Atp8a1, a member of the P4-ATPase family, is a phospholipid flippase crucial for maintaining the asymmetric distribution of phospholipids, like phosphatidylserine (PS) and phosphatidylethanolamine, across lipid bilayers in eukaryotic cells [4,6,8,9]. This function is essential for normal cell function and survival, and is involved in various cellular processes such as membrane trafficking, cell signaling, and apoptosis [4,5,6,7].

Global Atp8a1 knockout mice studies showed that it is dispensable for spermatogenesis and male fertility, as mutant mice had normal sperm count, motility, and no major histologic defects in testis and epididymis [1]. However, Atp8a1 deletion in hematopoietic stem cells (HSCs) led to increased proliferative activity, associated with hyperleukocytosis, enhanced repopulation capability, and increased sensitivity to 5-FU-induced apoptosis. This was due to decreased PTEN protein levels and activation of PI3K-AKT-mTORC1 signaling [2]. In neurons, loss of ATP8A1 recapitulated the defect in synaptic vesicle mobilization at high frequency seen with loss of adaptor protein AP-3, indicating its role in high-frequency neurotransmitter release [3]. Atp8a1 deficiency in mice was also associated with PS externalization in hippocampal cells, leading to delayed hippocampus-dependent learning [8].

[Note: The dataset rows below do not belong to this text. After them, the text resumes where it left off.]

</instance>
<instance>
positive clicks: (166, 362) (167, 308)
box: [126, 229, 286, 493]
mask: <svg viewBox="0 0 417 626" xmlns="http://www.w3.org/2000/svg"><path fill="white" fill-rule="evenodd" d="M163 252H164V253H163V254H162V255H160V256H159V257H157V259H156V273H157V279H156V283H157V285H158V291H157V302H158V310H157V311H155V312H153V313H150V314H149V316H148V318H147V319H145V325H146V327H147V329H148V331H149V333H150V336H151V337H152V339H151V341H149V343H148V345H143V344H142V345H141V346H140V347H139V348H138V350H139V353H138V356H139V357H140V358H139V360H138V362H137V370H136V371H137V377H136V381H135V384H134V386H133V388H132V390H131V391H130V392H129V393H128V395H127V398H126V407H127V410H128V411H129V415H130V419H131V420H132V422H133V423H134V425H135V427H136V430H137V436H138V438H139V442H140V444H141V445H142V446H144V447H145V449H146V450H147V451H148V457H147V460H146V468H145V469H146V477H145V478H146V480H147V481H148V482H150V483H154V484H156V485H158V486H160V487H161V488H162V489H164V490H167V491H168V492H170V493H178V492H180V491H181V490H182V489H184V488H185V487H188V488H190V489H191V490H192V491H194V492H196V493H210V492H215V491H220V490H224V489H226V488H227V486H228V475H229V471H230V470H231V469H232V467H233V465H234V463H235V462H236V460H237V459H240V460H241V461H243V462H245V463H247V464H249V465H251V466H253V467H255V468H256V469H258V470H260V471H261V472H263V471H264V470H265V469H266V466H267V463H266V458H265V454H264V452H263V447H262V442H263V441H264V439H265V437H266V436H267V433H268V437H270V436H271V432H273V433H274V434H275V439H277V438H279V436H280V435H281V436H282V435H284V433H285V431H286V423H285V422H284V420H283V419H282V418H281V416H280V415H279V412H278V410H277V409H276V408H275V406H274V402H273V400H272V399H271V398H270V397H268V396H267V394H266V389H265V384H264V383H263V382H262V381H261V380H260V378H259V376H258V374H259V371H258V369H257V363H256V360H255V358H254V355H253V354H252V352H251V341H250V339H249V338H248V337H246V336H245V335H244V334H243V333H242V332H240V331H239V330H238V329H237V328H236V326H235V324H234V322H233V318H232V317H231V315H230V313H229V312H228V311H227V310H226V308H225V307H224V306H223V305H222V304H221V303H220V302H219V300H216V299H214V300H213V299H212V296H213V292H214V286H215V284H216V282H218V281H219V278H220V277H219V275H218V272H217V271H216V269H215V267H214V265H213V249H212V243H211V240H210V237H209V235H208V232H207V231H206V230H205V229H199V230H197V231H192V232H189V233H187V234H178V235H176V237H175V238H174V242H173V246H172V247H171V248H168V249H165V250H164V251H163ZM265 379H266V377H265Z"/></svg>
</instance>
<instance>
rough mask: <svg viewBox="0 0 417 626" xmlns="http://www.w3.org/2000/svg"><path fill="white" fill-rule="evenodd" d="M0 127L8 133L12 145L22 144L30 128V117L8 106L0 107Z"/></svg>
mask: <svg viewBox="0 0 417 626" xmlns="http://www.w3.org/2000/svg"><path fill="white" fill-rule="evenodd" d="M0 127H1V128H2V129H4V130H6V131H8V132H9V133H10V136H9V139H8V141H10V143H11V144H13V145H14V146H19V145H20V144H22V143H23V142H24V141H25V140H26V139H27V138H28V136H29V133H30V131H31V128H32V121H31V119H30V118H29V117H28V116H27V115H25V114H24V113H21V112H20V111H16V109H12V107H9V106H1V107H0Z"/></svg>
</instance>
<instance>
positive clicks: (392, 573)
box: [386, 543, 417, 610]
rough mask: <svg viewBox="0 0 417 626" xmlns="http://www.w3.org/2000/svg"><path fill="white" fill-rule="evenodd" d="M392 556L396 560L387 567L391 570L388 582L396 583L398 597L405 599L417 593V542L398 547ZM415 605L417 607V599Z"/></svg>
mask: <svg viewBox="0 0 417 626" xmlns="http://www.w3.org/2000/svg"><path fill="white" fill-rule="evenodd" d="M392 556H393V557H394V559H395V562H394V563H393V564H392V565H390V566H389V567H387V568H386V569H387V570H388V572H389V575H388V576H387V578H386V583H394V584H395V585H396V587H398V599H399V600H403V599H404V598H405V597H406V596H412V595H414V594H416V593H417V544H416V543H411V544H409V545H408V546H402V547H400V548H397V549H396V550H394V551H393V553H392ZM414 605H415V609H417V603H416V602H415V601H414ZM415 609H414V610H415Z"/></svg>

In conclusion, Atp8a1 plays diverse roles in maintaining normal cellular functions as revealed by gene knockout mouse models. These models have contributed to understanding its involvement in processes such as spermatogenesis, hematopoiesis, synaptic transmission, and hippocampal-dependent learning, providing insights into potential disease mechanisms related to these functions.